Prabu Kertapati terkejut dengan ucapan si Nenek, tapi tiba-tiba terdengar suara tawa yang lebih dahsyat daripada tawa si nenek, habis tawa yang seolah mengguncangkan seluruh gunung Patuha, terdengar suara serak dan parau yang besar dari dalam Goa yang berada di tepi kawah putih "Hahaha… Adikku Nyai Lakbok, ini adalah tamuku, aku sudah menantikannya beberapa purnama terakhir ini! Persilahkan dia masuk!"

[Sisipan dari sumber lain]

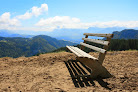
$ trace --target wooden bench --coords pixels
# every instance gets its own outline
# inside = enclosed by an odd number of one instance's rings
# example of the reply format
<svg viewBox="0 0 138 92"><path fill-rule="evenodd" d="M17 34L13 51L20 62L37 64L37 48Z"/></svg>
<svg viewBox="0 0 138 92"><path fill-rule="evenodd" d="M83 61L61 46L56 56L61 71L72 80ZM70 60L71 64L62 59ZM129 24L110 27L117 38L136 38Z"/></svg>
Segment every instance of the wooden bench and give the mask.
<svg viewBox="0 0 138 92"><path fill-rule="evenodd" d="M74 46L66 46L71 52L73 52L77 56L77 60L82 62L84 65L89 67L91 69L90 76L92 78L102 77L102 78L109 78L112 77L112 75L107 71L107 69L102 65L106 52L109 47L109 43L111 41L111 38L113 37L113 34L95 34L95 33L84 33L85 38L82 38L84 42L81 42L81 49ZM106 37L106 40L98 40L98 39L90 39L88 36L98 36L98 37ZM96 46L92 46L90 44L87 44L86 42L92 42L96 44L103 45L103 48L99 48ZM84 47L90 48L92 50L98 51L99 56L98 58L95 58L91 56L90 54L84 52Z"/></svg>

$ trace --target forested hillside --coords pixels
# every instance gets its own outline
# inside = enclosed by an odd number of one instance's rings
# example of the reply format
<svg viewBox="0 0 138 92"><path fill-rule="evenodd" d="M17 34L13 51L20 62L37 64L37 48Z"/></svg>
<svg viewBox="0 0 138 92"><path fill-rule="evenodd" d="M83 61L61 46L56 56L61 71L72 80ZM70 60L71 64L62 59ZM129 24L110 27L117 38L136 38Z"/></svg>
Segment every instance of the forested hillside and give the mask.
<svg viewBox="0 0 138 92"><path fill-rule="evenodd" d="M0 57L32 56L37 53L50 52L75 43L39 35L33 38L0 37Z"/></svg>

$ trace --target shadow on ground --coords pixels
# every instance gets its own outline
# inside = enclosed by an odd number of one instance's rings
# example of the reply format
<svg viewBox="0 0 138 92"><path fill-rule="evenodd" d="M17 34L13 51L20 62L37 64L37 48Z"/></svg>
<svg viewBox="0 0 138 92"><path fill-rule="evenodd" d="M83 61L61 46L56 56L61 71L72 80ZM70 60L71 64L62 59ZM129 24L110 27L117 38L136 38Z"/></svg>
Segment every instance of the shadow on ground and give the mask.
<svg viewBox="0 0 138 92"><path fill-rule="evenodd" d="M80 88L80 87L95 86L94 81L97 81L102 87L111 90L111 88L108 87L109 83L104 82L103 79L101 78L91 79L90 78L91 70L81 62L77 60L69 60L64 63L68 68L68 71L71 75L75 87Z"/></svg>

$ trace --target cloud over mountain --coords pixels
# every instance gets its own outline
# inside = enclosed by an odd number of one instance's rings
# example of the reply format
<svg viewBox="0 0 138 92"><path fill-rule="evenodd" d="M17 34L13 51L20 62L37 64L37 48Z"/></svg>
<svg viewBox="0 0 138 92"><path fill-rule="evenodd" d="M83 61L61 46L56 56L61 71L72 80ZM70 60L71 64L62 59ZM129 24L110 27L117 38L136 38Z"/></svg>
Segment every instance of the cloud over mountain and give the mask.
<svg viewBox="0 0 138 92"><path fill-rule="evenodd" d="M39 16L48 11L47 4L41 4L41 7L33 6L25 14L17 16L18 19L30 19L32 16Z"/></svg>
<svg viewBox="0 0 138 92"><path fill-rule="evenodd" d="M0 16L0 29L10 29L20 25L16 18L10 18L10 12L5 12Z"/></svg>

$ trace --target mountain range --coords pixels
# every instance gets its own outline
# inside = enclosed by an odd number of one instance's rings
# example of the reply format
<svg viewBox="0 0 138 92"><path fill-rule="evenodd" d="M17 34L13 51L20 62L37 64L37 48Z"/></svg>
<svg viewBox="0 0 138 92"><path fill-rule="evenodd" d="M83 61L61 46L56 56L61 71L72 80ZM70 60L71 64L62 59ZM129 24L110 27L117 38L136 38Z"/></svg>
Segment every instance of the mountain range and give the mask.
<svg viewBox="0 0 138 92"><path fill-rule="evenodd" d="M92 28L93 29L93 28ZM96 28L95 28L96 29ZM112 28L106 28L103 30L111 30ZM76 31L79 29L76 29ZM91 30L91 28L89 29ZM102 29L101 29L102 30ZM60 30L61 31L61 30ZM61 31L62 32L62 31ZM79 31L75 32L75 34L82 35L82 32ZM100 32L100 31L99 31ZM71 34L71 29L68 29L68 35ZM82 33L82 34L81 34ZM93 32L96 33L96 32ZM102 32L105 33L105 32ZM55 33L56 34L56 33ZM64 33L62 33L63 35ZM138 39L138 30L134 29L124 29L122 31L114 31L113 39ZM56 34L58 35L58 34ZM80 41L82 36L80 36L79 40L74 36L72 38L66 37L67 33L64 36L53 38L47 35L22 35L17 33L12 33L8 30L0 31L0 57L19 57L19 56L32 56L38 53L46 53L56 50L60 47L65 47L66 45L77 45ZM65 39L65 40L60 40ZM78 43L74 43L75 39L78 40ZM68 41L67 41L68 40ZM71 42L72 41L72 42ZM73 42L74 41L74 42Z"/></svg>
<svg viewBox="0 0 138 92"><path fill-rule="evenodd" d="M0 57L32 56L46 53L66 45L76 45L50 36L38 35L32 38L0 37Z"/></svg>

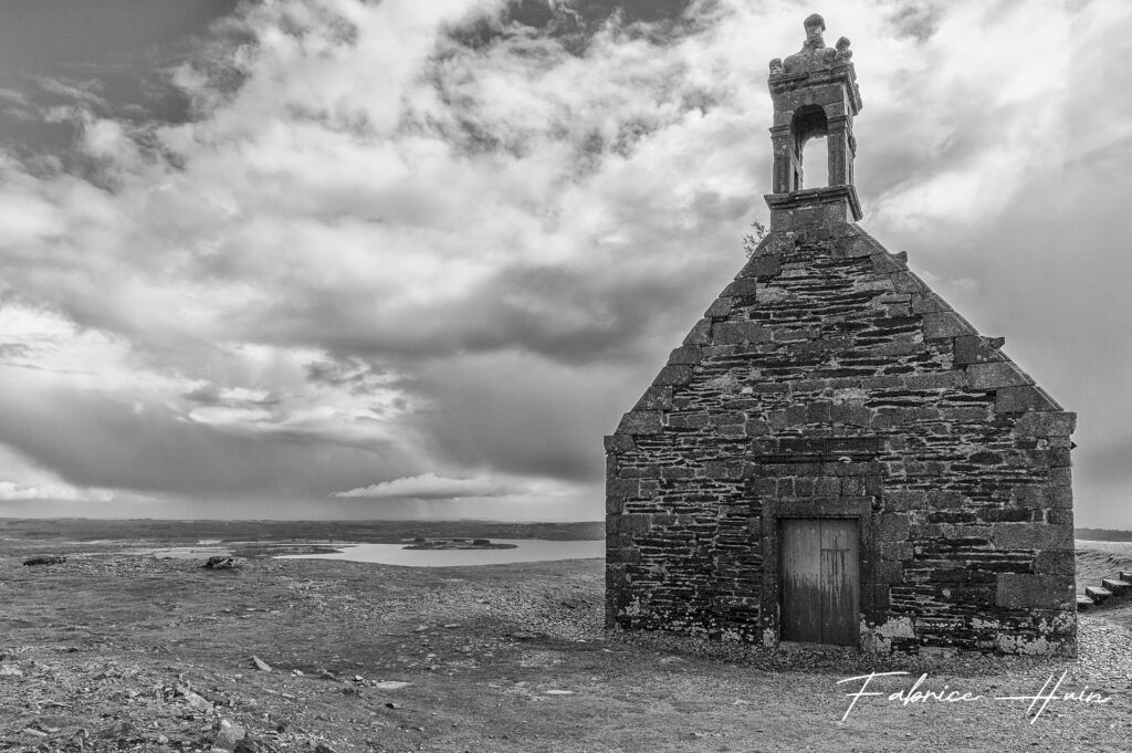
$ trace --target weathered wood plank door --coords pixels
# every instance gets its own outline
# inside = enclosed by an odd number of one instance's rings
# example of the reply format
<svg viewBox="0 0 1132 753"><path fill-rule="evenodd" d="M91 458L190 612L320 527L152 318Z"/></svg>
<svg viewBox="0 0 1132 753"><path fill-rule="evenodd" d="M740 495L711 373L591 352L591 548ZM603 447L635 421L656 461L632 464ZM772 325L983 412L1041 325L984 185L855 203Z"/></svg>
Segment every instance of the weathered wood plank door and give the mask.
<svg viewBox="0 0 1132 753"><path fill-rule="evenodd" d="M857 645L857 521L786 517L780 523L782 640Z"/></svg>

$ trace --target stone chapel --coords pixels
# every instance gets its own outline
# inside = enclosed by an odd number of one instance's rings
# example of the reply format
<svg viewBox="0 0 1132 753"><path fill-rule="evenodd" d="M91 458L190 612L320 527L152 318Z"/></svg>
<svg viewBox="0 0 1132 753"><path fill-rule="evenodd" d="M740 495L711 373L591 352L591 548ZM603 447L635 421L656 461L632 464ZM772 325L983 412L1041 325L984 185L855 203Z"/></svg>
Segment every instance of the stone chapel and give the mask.
<svg viewBox="0 0 1132 753"><path fill-rule="evenodd" d="M606 437L607 626L1072 656L1075 414L857 224L852 52L805 29L770 231Z"/></svg>

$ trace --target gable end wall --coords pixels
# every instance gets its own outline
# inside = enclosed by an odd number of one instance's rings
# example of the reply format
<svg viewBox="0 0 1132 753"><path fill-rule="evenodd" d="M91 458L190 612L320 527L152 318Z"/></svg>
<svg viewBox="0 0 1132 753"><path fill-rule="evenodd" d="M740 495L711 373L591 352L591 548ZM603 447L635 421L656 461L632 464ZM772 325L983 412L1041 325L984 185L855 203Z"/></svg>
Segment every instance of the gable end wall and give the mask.
<svg viewBox="0 0 1132 753"><path fill-rule="evenodd" d="M860 645L1075 652L1061 409L864 231L772 232L606 438L607 623L774 645L778 527L860 532Z"/></svg>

Si Nenek mendelik membuat Prabu Kertapati bergidik ketakutan, "Ayo masuk!" ucapnya dengan kasar, lalu Prabu Kertapati pun mengikuti si nenek dari belakang masuk kedalam goa tersebut.

Didalam goa yang remang yang hanya mendapat cahaya dari sebuah obor, duduklah sesosok tubuh tinggi besar berjubah hitam-hitam, kuku ditangannya panjang-panjang dan berwarna hitam, rambutnya gondrong acak-acakan sebahu, kemudian baru nampaklah wajahnya dari balik kegelapan, ternyata wajahnya ditutupi oleh sebuah topeng yang sangat mengerikan!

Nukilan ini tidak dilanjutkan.